SARDARJI CALLS AIR INDIA.
"How long does it take to fly to Amritsar?" asks the Sardarji, "Just a sec," says the rep. "Thank you." says the Sardarji and hangs up.


SARDARJI BUYS A TV
"Do you have color TVs?", asks the Sardarji, "Sure." Says the salesman, "Great!" says the Sardarji, "Give me a green one, please."


SARARJI ON XEROX
Do you know What Surdarji will do after taking Xerox ? He will compare it with the original for spelling mistakes!!


SARDARJI ON PAPER
Do you know what surdarji will do if he wants white paper ? (he already has one and he wants one more..) He takes a Xerox of the white paper !!!


DUMMY EXAM
Banta singh finished his English exam and came out of class. His friends asked him how he did on his exam. For that he replied "Exam was okay, but for the past tense of THINK, I thought, thought, thought ... and at last I wrote THUNK !!!"




SARDARJI ON GRAFFITI
Santa Singh was walking on the road and paused to read the graffiti on the wall. It read "Padne waala gadha."(one who reads it is an ass.) Santa Singh thought for an hour, erased it and wrote back,"Likhne waala gadha."(One who wrote it is an ass).
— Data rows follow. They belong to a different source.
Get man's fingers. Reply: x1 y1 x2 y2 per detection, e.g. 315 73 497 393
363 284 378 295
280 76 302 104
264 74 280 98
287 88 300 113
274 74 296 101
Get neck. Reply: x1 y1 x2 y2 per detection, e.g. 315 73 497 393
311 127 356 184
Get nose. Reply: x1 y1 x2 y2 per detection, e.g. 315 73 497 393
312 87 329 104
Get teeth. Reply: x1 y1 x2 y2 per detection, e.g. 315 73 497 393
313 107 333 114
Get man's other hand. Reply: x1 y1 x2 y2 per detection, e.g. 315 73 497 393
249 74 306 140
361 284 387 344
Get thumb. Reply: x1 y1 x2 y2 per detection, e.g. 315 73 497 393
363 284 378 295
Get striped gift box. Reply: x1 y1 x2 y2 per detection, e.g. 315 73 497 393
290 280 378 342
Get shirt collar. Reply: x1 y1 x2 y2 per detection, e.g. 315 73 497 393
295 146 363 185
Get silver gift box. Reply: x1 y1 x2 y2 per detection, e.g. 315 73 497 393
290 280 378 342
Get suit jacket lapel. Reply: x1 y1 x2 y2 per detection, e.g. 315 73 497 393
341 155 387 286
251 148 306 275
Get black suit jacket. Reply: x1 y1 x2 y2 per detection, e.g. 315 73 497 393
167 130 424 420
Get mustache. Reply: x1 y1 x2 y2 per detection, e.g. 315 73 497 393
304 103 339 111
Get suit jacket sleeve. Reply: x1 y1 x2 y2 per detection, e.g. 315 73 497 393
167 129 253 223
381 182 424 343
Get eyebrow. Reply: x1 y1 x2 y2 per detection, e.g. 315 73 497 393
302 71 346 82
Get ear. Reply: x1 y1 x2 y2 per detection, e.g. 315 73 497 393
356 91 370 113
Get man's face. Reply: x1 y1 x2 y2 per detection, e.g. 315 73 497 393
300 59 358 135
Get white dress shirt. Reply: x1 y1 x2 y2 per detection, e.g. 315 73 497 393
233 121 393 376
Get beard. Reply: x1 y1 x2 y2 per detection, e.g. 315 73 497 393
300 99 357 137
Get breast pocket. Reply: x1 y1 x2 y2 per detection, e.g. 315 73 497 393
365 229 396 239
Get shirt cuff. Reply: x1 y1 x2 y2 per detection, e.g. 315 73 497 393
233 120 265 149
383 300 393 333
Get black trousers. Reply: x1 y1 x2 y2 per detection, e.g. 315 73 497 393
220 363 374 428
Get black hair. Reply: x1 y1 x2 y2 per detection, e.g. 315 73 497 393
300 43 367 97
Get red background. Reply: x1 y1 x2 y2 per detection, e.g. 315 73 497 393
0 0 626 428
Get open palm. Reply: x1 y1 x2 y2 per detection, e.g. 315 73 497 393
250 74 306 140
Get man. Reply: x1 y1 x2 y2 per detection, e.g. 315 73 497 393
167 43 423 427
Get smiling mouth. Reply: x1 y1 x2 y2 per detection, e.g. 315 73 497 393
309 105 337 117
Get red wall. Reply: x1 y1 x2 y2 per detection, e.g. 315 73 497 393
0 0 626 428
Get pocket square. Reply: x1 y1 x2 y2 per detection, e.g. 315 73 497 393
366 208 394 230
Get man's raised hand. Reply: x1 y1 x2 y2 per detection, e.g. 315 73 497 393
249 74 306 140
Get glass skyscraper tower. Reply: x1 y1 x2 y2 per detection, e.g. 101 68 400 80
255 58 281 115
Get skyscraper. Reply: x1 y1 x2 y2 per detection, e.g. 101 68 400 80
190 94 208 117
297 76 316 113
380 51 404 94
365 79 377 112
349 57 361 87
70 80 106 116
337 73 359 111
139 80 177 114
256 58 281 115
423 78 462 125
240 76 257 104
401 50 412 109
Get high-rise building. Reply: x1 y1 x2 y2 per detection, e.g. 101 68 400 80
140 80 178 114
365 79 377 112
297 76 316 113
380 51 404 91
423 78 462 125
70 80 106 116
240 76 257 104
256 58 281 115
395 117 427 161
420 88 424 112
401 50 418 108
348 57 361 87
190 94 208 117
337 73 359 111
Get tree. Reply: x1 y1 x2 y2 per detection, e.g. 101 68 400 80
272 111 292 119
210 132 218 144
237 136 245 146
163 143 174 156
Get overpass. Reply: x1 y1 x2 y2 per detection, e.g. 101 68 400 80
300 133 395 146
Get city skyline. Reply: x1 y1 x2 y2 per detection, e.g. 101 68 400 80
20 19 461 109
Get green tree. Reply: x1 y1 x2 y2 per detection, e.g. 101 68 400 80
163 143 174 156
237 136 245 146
SARDARJI ON LONG DISTANCE CALLS
Mrs. Banta Singh was in the habit of having long conversation on the telephone, sometimes going on over an hour. One day she hung up after 25 minutes."What is the matter today? asked her husband. "Today you had less than half an hour conversation on the phone." "I got a wrong number," replied Mrs. Banta Singh.


SARDARJI ON PARKING
Banta Singh was in court charged with parking his car in a restricted area. The judge asked him if he had anything to say in his defence. "They should not put up such misleading notices,"said Banta Singh." It said , FINE FOR PARKING HERE."